Phase II: Intermediate Rehabilitation (Weeks 2 to 6)

• Progression: Crutches are gradually weaned between weeks 2 and 4, provided the patient demonstrates a non-antalgic gait and adequate gluteal control.
• Strengthening: Focus shifts to isometric and gentle isotonic strengthening of the core, gluteus medius, and periarticular musculature.
• Precautions: Active straight leg raises are avoided to prevent hip flexor tendinitis and excessive stress on the anterior capsule.

Phase III: Advanced Strengthening and Return to Play (Months 2 to 6)

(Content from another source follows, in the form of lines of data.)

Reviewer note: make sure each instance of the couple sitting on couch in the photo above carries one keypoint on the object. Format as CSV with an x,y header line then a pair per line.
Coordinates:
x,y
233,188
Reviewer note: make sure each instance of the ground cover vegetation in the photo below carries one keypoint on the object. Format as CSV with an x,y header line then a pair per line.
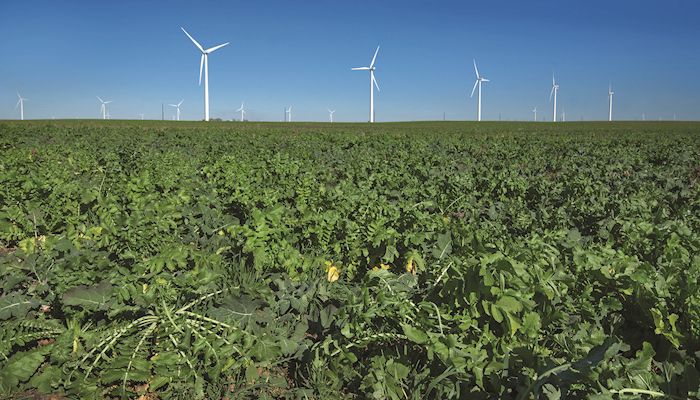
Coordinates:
x,y
318,261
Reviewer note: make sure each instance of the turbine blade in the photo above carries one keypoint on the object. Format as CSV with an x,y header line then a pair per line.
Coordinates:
x,y
199,46
374,58
215,48
201,66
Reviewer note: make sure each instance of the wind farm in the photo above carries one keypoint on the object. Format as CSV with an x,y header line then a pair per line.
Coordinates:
x,y
529,239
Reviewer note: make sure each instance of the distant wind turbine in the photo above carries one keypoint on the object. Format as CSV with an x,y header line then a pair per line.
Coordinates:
x,y
479,80
555,90
242,111
103,107
204,64
177,107
372,83
20,104
610,94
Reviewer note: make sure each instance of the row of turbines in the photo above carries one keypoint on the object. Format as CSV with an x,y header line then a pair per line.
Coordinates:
x,y
204,63
204,69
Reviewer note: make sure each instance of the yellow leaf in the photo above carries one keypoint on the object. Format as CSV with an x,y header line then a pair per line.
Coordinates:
x,y
333,274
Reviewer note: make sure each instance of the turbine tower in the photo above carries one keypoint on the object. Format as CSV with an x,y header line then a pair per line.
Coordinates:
x,y
479,80
242,111
204,64
555,90
20,104
610,93
177,106
372,83
103,107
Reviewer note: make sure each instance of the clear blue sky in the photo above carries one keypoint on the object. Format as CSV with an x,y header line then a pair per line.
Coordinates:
x,y
62,54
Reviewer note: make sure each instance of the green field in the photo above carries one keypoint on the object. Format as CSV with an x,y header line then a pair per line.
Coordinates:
x,y
313,261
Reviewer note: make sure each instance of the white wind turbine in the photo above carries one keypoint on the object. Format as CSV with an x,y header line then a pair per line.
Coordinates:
x,y
204,64
610,93
372,83
479,80
103,107
242,111
177,107
20,104
555,90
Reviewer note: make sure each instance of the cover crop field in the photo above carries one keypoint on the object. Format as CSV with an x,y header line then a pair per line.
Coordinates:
x,y
316,261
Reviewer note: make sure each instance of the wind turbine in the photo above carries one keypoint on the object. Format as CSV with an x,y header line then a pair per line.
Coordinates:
x,y
177,106
372,83
242,111
479,80
20,104
555,90
610,93
204,64
103,107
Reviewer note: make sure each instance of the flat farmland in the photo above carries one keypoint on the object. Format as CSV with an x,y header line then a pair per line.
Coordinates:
x,y
318,261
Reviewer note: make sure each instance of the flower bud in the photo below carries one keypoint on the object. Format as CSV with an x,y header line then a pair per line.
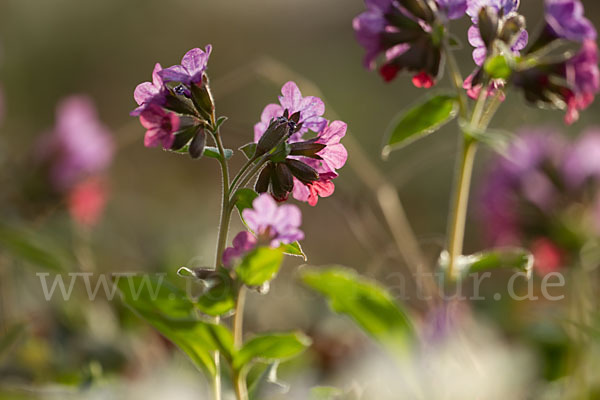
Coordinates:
x,y
196,148
301,171
306,149
276,131
488,25
419,8
512,29
262,183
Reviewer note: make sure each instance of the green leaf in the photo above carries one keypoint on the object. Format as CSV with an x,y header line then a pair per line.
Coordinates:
x,y
249,149
271,347
13,334
28,246
497,67
502,258
169,311
214,152
371,306
219,299
293,249
260,266
244,198
420,121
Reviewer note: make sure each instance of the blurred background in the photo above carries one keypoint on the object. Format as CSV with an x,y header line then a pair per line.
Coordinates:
x,y
162,209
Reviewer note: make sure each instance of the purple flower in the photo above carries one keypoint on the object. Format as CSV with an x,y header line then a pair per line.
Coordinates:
x,y
404,37
161,126
505,9
566,20
583,77
454,9
271,225
150,92
311,110
79,146
192,68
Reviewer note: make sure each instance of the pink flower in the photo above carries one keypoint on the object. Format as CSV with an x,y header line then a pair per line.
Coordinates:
x,y
271,225
161,126
311,110
79,145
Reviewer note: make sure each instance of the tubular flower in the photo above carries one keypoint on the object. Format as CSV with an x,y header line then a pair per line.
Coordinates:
x,y
408,33
271,225
545,189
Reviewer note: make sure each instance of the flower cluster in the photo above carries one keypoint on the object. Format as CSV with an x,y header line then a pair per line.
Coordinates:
x,y
78,151
545,195
177,105
271,226
314,152
409,33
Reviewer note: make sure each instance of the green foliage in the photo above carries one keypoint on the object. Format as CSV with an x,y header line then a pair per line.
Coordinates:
x,y
29,247
259,266
169,310
293,249
371,306
219,299
271,347
420,121
502,258
497,67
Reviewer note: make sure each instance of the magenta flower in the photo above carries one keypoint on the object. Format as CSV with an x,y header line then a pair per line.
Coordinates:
x,y
566,19
311,110
271,225
583,77
161,126
79,146
192,68
148,93
505,10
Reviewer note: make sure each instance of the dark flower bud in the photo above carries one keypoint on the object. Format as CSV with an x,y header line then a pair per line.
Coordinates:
x,y
276,131
262,183
488,25
301,171
197,146
419,8
512,29
283,179
203,99
306,149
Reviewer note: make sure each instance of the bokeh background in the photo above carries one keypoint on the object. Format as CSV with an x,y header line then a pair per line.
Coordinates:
x,y
163,208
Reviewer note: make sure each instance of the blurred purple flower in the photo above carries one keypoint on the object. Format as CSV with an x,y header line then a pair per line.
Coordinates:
x,y
161,126
311,110
583,77
150,92
192,68
505,9
271,225
453,9
79,146
566,20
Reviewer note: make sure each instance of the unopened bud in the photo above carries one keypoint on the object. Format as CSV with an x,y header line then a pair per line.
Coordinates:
x,y
197,146
488,25
304,173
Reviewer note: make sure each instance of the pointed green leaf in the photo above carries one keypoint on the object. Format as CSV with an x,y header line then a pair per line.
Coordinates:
x,y
420,121
259,266
170,312
270,348
249,149
371,306
293,249
501,258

• Impact Activities: Impact activities (running, jumping) are strictly not recommended for the first 2 to 3 months to allow for complete bony remodeling of the osteochondroplasty site.
• Sport-Specific Training: At 3 months, patients may begin a gradual return to running program, followed by agility and sport-specific drills.
• Return to Sports: Full, unrestricted return to competitive sports typically takes 4 to 6 months, contingent upon the patient achieving symmetrical strength, full pain-free ROM, and successful completion of functional testing.

CONCLUSION

Hip arthroscopy is a technically demanding but highly rewarding procedure for the treatment of femoroacetabular impingement and labral pathology. By adhering to meticulous surgical techniques—including precise portal placement, dynamic assessment of bony resections, and robust capsular closure—surgeons can optimize clinical outcomes. Furthermore, a deep understanding of potential complications, ranging from traction neurapraxia to catastrophic fluid extravasation, combined with strict adherence to postoperative rehabilitation protocols, ensures that the risks of this advanced procedure are minimized, allowing patients to safely return to their highest level of function.